Poly(aryl ether sulfone)s in general and poly(biphenylether sulfone)s in particular are typically amorphous and do not melt crystallize. Due to their high strength and heat resistance, certain poly(aryl ether sulfone)s may be used in high-stress environments where other polymers may degrade or may otherwise be unsuitable. Poly(aryl ether sulfone)s provide good chemical resistance, toughness, lightness and strength, processability in the melt phase including injection molding and extrusion; and ease of colorability.
Polymer blends have been widely taught and employed in the art. As broad as this statement may be, the blending of polymers remains an empirical art and the selection of polymers for a blend giving special properties is, in the main, an Edisonian-like choice. Certain attributes of polymer blends are more unique than others. The more unique attributes when found in a blend tend to be unanticipated properties. According to Zoller and Hoehn, Journal of Polymer Science, Polymer Physics Edition, vol. 20, pp. 1385-1397 (1982): “Blending of polymers is a useful technique to obtain properties in thermoplastic materials not readily achieved in a single polymer. Virtually all technologically important properties can be improved in this way, some of the more important ones being flow properties, mechanical properties (especially impact strength), thermal stability, and price ( . . . ). Ultimately, the goal of such modeling and correlation studies should be the prediction of blend properties from the properties of the pure components alone. We are certainly very far from achieving this goal.” Moreover, in the field of miscibility or compatibility of polymer blends, the art has found predictability to be unattainable, even though considerable work on the matter has been done. According to authorities: “It is well known that, regarding the mixing of thermoplastic polymers, incompatibility is the rule and miscibility and even partial miscibility is the exception. Since most thermoplastic polymers are immiscible in other thermoplastic polymers, the discovery of a homogeneous mixture or partially miscible mixture of two or more thermoplastic polymers is, indeed, inherently unpredictable with any degree of certainty”; for example, see P. J. Flory, Principles of Polymer Chemistry, Cornell University Press, 1953, Chapter 13, page 555.
U.S. Pat.

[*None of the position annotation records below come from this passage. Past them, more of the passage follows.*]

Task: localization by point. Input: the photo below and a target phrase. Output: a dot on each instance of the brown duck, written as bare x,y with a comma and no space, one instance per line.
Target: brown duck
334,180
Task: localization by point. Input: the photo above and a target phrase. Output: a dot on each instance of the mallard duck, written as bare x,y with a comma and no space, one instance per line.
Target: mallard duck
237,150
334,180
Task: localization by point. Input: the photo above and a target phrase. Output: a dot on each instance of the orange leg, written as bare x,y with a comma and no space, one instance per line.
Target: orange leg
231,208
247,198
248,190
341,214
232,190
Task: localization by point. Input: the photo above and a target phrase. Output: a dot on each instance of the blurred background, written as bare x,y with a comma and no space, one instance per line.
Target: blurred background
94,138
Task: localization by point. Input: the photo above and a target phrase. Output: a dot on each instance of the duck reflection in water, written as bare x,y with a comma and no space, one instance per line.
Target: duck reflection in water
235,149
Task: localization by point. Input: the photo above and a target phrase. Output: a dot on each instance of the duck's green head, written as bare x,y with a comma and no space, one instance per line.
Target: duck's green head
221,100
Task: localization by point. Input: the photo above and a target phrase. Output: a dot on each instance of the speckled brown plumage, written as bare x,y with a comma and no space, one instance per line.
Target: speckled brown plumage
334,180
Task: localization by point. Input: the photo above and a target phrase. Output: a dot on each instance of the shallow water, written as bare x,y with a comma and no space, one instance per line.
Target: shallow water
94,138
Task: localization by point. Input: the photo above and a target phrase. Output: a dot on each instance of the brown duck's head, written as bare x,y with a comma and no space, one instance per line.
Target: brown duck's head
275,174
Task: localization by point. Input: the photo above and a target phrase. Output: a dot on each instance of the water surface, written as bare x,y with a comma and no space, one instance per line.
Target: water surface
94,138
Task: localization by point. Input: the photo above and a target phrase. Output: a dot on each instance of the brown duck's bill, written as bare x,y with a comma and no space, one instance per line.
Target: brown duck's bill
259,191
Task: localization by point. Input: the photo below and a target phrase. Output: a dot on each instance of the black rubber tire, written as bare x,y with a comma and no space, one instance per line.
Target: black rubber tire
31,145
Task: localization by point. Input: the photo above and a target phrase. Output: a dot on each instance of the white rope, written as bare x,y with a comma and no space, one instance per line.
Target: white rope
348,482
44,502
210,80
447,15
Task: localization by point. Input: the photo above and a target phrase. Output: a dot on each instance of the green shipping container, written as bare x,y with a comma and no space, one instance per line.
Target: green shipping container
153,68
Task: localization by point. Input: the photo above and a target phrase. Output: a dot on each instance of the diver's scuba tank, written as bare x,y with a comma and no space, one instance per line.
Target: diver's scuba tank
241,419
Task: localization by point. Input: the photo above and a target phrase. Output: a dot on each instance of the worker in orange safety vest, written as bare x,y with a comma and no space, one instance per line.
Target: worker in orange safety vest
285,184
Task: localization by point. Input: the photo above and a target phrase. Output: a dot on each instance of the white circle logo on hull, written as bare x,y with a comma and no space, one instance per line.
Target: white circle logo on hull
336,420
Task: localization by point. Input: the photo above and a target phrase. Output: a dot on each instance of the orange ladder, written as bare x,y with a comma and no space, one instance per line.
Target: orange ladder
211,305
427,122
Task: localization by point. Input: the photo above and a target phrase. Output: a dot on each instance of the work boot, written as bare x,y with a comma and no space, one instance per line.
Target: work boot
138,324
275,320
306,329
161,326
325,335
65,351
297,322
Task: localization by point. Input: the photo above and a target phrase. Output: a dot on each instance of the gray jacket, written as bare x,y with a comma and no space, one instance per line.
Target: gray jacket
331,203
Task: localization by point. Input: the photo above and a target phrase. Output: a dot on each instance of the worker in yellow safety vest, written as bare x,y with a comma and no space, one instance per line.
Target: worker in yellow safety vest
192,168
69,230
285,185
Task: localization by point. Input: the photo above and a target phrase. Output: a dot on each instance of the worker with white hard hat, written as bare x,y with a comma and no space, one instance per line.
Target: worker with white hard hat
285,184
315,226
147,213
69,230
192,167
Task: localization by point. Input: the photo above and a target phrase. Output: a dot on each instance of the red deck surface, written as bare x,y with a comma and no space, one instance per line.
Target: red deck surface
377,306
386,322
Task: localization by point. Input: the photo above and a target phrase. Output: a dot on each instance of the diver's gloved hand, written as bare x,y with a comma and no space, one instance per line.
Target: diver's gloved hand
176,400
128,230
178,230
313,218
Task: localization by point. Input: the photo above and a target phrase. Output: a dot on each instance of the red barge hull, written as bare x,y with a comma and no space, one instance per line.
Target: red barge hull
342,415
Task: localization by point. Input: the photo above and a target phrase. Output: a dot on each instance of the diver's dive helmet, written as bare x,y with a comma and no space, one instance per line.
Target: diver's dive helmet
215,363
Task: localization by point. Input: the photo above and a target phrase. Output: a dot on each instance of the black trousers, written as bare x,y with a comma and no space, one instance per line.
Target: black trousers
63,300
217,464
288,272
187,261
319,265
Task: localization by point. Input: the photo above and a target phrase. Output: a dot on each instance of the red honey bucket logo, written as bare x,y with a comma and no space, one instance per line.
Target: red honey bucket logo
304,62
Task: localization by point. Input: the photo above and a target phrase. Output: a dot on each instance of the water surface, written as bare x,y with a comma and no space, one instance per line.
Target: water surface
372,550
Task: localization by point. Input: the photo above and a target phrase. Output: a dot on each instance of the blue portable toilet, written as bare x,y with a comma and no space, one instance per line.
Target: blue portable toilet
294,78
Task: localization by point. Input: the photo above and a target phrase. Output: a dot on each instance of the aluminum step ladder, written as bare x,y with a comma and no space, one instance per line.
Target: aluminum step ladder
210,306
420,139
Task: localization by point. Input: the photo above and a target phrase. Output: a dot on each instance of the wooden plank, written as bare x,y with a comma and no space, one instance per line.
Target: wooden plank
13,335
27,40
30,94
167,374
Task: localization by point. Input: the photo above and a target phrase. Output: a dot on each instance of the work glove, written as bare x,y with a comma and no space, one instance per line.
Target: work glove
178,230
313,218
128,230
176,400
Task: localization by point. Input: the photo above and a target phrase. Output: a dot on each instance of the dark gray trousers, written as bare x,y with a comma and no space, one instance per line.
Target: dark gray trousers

No. 4,662,887 describes a high modulus prosthetic device made of poly(ether ether ketone).
U.S. 2007111165 describes a prosthetic dental device made of a thermoplastic polymer including a poly(aryl ketone), such as poly(ether ether ketone) (PEEK), polymethylmethacrylate (PMMA), poly(aryl ether ketone) (PAEK), poly(ether ketone) (PEK), poly(ether ketone ether ketone ketone) (PEKEKK), poly(ether ketone ketone) (PEKK), and/or polyetherimide (PEI), polysulfone (PSU), and polyphenylsulfone (PPSU).
All materials used in the prior art prosthetic devices still suffer from a limited impact resistance, which is a key property for such application where such materials are submitted to various and harsh conditions.
There remains thus a strong need for a prosthetic device presenting a superior balance of properties, including part or preferably all of the following ones:                very high strength;        very high stiffness;        good elongation properties;        good melt processability (in particular, good injection moldability);        high chemical resistance;        good biocompatibility;        outstanding impact resistance, as possibly characterized by a standard no-notch IZOD test (ASTM D-4810).        
In fact, there is a specific need to improve the mechanical properties of the existing prosthetic devices and in particular their impact resistance while at least maintaining their biocompatibility.